Feasibility of Nudging Providers to Initiate Buprenorphine
PI: Rebecca Trotzky-Sirr, PhD
Buprenorphine is an opioid medication that treats opioid use disorder by tightly binding brain opioid receptors and blocking the euphoric effects of other opioids. Despite widespread provider training and institutional support, only a fraction of eligible patients has initiated buprenorphine to date. This implies that behavioral interventions that impact physician practice may be required to overcome barriers like stigma and peer support. This project aims to (1) Assess barriers and attitudes associated with physician-initiated Medication-Assisted Treatment (MAT) in uninsured, underserved, and homeless populations with opioid use disorder; and (2) Develop nudge-based intervention strategies targeting providers’ decisions. We will purposefully select 10 physicians at the Urgent Care Center (UCC) at Los Angeles County & University of Southern California and the Star Clinic that represent different levels of prescribing and different levels of factors predictive of prescribing patterns determined in a retrospective analysis. Structured interviews will be designed to inform how to overcome clinical inertia with regard to buprenorphine initiation.

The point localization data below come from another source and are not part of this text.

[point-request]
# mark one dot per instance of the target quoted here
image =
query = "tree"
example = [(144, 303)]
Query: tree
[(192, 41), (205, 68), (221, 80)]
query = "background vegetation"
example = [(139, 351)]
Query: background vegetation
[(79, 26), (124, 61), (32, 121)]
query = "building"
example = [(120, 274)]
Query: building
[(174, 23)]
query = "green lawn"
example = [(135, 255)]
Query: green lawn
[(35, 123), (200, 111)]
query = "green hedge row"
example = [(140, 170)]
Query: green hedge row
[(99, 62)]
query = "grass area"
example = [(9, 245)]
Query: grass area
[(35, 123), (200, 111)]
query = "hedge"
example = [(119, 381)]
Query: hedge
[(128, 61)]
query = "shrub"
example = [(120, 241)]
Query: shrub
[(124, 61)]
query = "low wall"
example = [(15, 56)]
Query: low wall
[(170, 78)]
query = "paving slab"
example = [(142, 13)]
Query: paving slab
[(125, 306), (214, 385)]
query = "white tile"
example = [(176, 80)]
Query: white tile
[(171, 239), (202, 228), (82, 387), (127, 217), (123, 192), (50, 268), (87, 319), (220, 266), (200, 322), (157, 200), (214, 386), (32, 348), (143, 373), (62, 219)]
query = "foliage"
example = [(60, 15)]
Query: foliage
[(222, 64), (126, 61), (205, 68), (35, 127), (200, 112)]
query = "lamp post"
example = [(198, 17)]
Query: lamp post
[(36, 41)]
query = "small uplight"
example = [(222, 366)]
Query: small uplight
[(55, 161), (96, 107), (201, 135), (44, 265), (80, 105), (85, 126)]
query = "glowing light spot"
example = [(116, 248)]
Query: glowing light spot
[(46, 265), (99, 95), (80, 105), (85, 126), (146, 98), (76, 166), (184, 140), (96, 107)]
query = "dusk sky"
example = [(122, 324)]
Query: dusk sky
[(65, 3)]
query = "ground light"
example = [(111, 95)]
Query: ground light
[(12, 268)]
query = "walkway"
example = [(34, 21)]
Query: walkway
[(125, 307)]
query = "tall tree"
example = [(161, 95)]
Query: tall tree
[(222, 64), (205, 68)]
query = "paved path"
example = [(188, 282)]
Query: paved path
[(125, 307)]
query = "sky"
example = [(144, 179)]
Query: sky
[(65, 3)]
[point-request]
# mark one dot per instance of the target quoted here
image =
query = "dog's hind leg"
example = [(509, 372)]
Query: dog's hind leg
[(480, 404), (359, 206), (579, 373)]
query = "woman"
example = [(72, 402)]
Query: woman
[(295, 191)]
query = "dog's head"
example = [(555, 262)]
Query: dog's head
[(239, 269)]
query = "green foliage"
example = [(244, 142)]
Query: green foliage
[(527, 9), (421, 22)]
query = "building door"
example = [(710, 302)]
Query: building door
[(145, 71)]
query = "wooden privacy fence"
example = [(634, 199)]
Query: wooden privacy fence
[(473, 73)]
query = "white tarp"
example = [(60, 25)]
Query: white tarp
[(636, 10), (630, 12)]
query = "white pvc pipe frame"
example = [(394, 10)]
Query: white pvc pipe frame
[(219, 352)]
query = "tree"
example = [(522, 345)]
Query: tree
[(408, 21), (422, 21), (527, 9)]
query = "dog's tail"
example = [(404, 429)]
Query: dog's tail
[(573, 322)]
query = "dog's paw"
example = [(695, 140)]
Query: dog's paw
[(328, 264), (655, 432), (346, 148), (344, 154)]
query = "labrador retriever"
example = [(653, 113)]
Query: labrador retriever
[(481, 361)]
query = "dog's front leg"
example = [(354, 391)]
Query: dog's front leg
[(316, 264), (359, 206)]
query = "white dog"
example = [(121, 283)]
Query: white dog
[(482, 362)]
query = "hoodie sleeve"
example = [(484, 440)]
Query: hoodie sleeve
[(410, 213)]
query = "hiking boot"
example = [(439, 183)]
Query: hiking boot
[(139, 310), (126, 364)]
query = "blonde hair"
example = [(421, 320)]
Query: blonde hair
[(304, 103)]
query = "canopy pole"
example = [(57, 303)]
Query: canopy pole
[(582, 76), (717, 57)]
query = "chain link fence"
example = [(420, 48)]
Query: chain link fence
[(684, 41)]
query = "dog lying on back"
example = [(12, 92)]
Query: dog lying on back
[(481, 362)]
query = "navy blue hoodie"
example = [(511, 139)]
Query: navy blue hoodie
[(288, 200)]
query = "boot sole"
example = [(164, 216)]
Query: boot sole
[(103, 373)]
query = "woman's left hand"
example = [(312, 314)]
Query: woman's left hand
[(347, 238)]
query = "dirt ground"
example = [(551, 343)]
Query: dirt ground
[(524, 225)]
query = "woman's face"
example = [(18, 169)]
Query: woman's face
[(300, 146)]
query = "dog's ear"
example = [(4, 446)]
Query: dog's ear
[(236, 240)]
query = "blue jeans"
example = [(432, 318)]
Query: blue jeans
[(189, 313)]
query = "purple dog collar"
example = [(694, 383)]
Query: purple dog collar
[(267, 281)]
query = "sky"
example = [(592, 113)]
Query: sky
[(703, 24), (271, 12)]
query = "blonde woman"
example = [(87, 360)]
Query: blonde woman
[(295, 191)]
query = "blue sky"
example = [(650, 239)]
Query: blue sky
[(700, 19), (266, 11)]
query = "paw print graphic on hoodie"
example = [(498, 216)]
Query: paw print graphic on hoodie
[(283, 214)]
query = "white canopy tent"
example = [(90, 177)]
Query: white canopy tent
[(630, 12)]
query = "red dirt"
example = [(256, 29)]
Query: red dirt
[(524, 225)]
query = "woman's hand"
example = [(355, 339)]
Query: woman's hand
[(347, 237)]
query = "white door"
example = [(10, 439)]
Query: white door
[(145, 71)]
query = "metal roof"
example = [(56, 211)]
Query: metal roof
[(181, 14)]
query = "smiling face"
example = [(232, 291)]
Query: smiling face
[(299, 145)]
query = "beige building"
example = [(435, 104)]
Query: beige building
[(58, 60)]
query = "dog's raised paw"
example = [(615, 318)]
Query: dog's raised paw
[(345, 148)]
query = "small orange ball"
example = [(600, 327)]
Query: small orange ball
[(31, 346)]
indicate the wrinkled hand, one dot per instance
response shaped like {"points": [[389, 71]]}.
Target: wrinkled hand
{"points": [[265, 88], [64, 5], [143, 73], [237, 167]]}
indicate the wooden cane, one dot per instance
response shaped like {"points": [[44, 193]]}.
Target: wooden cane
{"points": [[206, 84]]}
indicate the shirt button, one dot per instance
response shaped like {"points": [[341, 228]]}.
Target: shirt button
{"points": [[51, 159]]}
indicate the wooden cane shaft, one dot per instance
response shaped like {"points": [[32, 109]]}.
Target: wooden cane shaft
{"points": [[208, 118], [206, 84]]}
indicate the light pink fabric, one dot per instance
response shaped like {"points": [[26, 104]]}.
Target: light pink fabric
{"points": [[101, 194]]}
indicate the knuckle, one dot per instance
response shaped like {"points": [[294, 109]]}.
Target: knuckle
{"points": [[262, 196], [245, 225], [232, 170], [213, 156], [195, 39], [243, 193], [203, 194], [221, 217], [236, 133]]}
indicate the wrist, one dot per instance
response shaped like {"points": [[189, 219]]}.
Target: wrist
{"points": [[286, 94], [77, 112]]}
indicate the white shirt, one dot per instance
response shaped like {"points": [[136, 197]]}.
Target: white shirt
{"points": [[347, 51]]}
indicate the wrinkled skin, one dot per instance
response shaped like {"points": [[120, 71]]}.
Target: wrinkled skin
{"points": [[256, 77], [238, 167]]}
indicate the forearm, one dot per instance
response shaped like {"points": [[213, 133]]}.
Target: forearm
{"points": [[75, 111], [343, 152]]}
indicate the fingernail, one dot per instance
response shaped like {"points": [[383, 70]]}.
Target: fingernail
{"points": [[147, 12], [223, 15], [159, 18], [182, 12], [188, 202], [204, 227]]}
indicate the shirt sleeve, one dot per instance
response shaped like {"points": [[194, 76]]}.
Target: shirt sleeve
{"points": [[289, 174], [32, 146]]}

Interview topics will orient towards (a) key variables identified as barriers to initiation and (b) aspects of provider behavior including dimensions of commitment and professional and social competitiveness. Nudge development will depend on the results of the qualitative analysis but will consider key social motivations and workflow barriers that may be addressed with nudges; a preliminary evaluation of nudge feasibility will also be conducted.